Dozens of editors from major cardiovascular journals have banded together to “sound the alarm that human lives are at stake” in a recent Journal of the American Heart Association editorial exploring the role of misinformation in cardiology.
Joseph A. Hill, MD, PhD, editor-in-chief of Circulation since 2016, and colleagues said the spread of false news—especially to incite debate or controversy on social media—is threatening quality cardiac care worldwide. Platforms like Facebook and Twitter, television news, chat rooms and nearly ubiquitous accessibility to the Internet have facilitated the dissemination of medical information from almost any source.
“Celebrities, actors, activists and politicians with no specific knowledge or training use their fame to promote a message that causes serious harm,” Hill et al. wrote. “Individuals who are neither physicians nor scientists, but often with a specific agenda, have outsized influence over our lives. They dispute scientific evidence without ever having studied it.”
The authors pointed out that a single study years ago incited the debate over whether the common measles, mumps and rubella vaccine could raise a child’s risk for autism—a topic that’s still hotly debated. Seventeen other studies, all more reputable than the first, debunked that claim and the original study was retracted, but our Facebook feeds don’t necessarily reflect that.
Social media influencers have voices that rise above the rest, Hill and colleagues said. Compared to scientists, who are often skeptical, recognize that it’s “impossible to prove ‘never’” and couch their statements in statistical terms, celebrities are bright, certain and love to be controversial. And since recent evidence suggests misinformation travels faster than the truth on social media, it’s easier to vilify a scientific notion than verify it.
In their editorial, Hill et al. staged a typical doctor’s visit, one in which a doctor recommends that his female patient start taking statins to reduce her MI risk.
“No thank you, doctor,” the hypothetical Mrs. Jones replied. “I’ve read too many scary things about those drugs on the internet. Plus, I worry that some in your profession make these recommendations for reasons of personal financial gain. I also found that online.”

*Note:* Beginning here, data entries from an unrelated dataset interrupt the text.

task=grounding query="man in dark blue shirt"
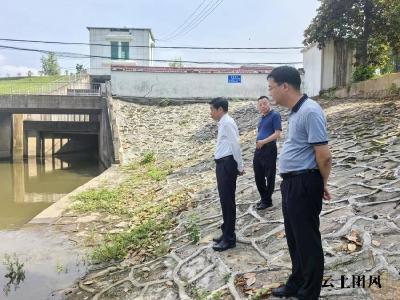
[253,96,282,210]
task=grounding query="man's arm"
[314,144,332,200]
[256,130,282,149]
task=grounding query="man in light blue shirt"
[210,98,244,251]
[268,66,332,300]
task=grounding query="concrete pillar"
[36,132,42,157]
[0,113,13,159]
[13,114,24,160]
[13,161,25,203]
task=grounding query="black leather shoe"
[213,235,222,244]
[256,202,272,210]
[213,241,236,252]
[272,285,297,298]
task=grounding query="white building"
[87,27,154,76]
[302,41,354,97]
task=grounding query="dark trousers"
[253,143,278,203]
[281,173,324,300]
[216,156,238,242]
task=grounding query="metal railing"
[0,74,101,96]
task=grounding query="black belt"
[214,155,233,163]
[280,169,319,179]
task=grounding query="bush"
[353,65,375,82]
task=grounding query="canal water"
[0,154,103,300]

It might feel a little stiff, but the editors insisted “most cardiologists” would relate to the conversation. It’s the result of a few well-circulated stories—true, but sensationalized—about physicians who were paid to promote certain products or drugs in lieu of best practice.
Hill and co-authors said the onus to fact-check falls on purveyors of social media, who “must be responsible for the content they disseminate.” He said scientists and laypeople alike have to work to enhance science literacy worldwide, which can start with doing a better job of teaching the scientific method in schools.
It’s also important to emphasize that while science isn’t always right, it does eventually self-correct, the authors said. We trust aeronautical science when we board an airplane and mechanical engineering when we cross a bridge, but when a biological scientist is wrong, they seem to be held particularly accountable.
“We, as editors, are charged with evaluating the validity of the science presented to us for possible publication, and we work hard to fulfill this heady responsibility,” the authors wrote. “Recognizing that lives are at stake, we reach out to thought-leading experts to evaluate the veracity of each report we receive. Herein, we challenge social media to do the same, to leverage the ready availability of science-conversant expertise before disseminating content that may not be reliable.”